TLDR version of the screenshot for anyone else interested in the problem:
one thread panics because it waits "too long" to acquire the ipi spin lock,
the lock is held by a thread waiting for the targeted tlb shootdown to be executed by other cpus, the rest of the cpus are idle, acpi_cpu_idle_mwait is used for that.
Interesting attachments:
https://bz-attachments.freebsd.org/attachment.cgi?id=176718
https://bz-attachments.freebsd.org/attachment.cgi?id=176719
https://bz-attachments.freebsd.org/attachment.cgi?id=176720

Wojciech,
could you please try setting the following at loader prompt before booting the kernel?

debug.acpi.disabled=mwait
Comment 61 Wojciech Giel 2016-11-07 17:35:03 UTC
(In reply to Andriy Gapon from comment #60)

set that setting but still got panic: spin lock held too long
Comment 62 Konstantin Belousov freebsd_committer freebsd_triage 2016-11-07 18:40:03 UTC
(In reply to Wojciech Giel from comment #61)
I have no good suggestion about this case.

First, is it really true that all other CPUs are executing idle threads ?  Might be there is one, besides the two IPI callers, which is not.

Second, look for update of your BIOS and reflash it.  Update the perc firmware as well.

Third, try to boot e.g. from the USB disk, does it work ?  If system boots, try to access the drives on the Perc controller.
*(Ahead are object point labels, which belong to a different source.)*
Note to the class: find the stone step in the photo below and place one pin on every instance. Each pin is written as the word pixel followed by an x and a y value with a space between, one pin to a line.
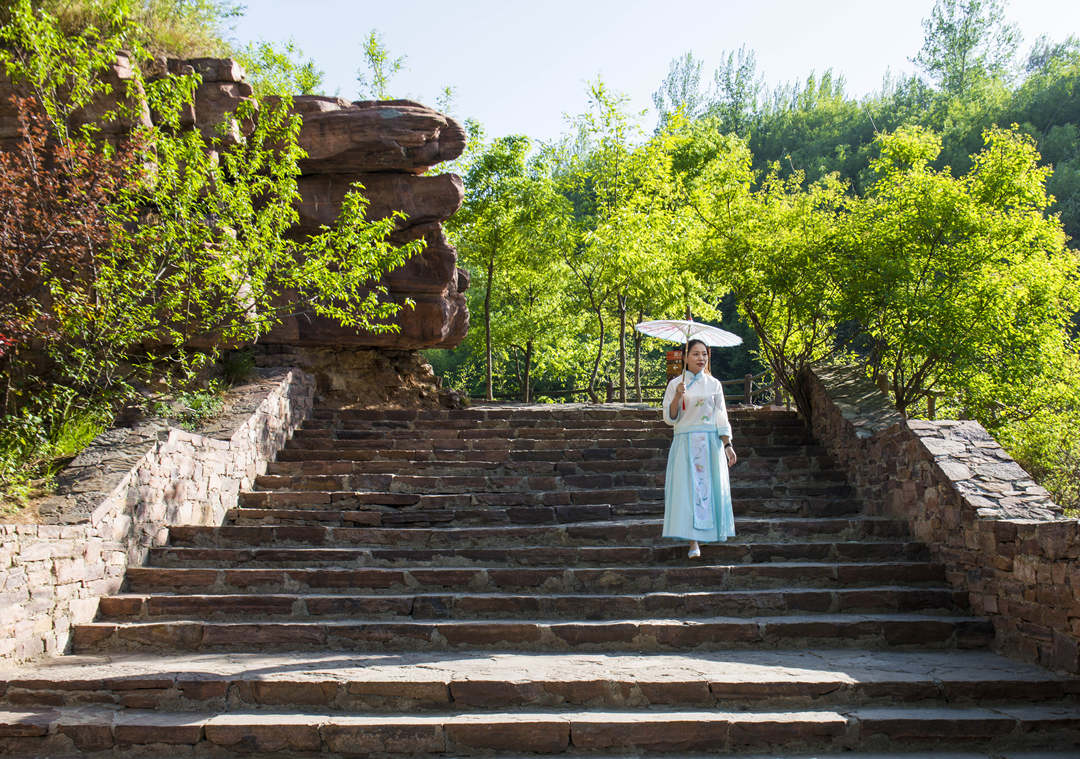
pixel 716 633
pixel 490 412
pixel 538 556
pixel 66 731
pixel 536 485
pixel 635 531
pixel 488 606
pixel 390 509
pixel 621 450
pixel 475 579
pixel 747 466
pixel 341 681
pixel 534 438
pixel 651 417
pixel 623 418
Show verbose dmesg of the successful boot.
Comment 63 Andriy Gapon freebsd_committer freebsd_triage 2016-11-08 06:57:01 UTC
(In reply to Konstantin Belousov from comment #62)
As far as I understand there has never been a successful boot on that system.
And looking through screenshots of "show active trace" output I do not see any other running thread.
Comment 64 Konstantin Belousov freebsd_committer freebsd_triage 2016-11-08 10:28:59 UTC
(In reply to Andriy Gapon from comment #63)
The sentence in the original report which makes me wonder is 'I'm getting panic consistently whenever installer tried to access hard drives.'  I am not sure whether it mean that installer program started, or that the install media panics outright on boot.

Anyway, the information I requested is what needed to define the next steps.
Comment 65 Wojciech Giel 2016-11-08 13:38:11 UTC
(In reply to Andriy Gapon from comment #63)
This machine had installed FreeBsd 10.0. We decided to rebuild this machine with 11.0. It fails at the stage of spinning drives some times during booing of install cd some times when I accept disk layout in the installer. Bios and raid firmware is up to date.
Comment 66 Andriy Gapon freebsd_committer freebsd_triage 2016-11-10 18:44:15 UTC
(In reply to Wojciech Giel from comment #65)
If that's so, could you please fulfil Konstantin's request?
That is, boot FreeBSD 10.x in verbose mode, capture dmesg output (as text) and attach it to this bug?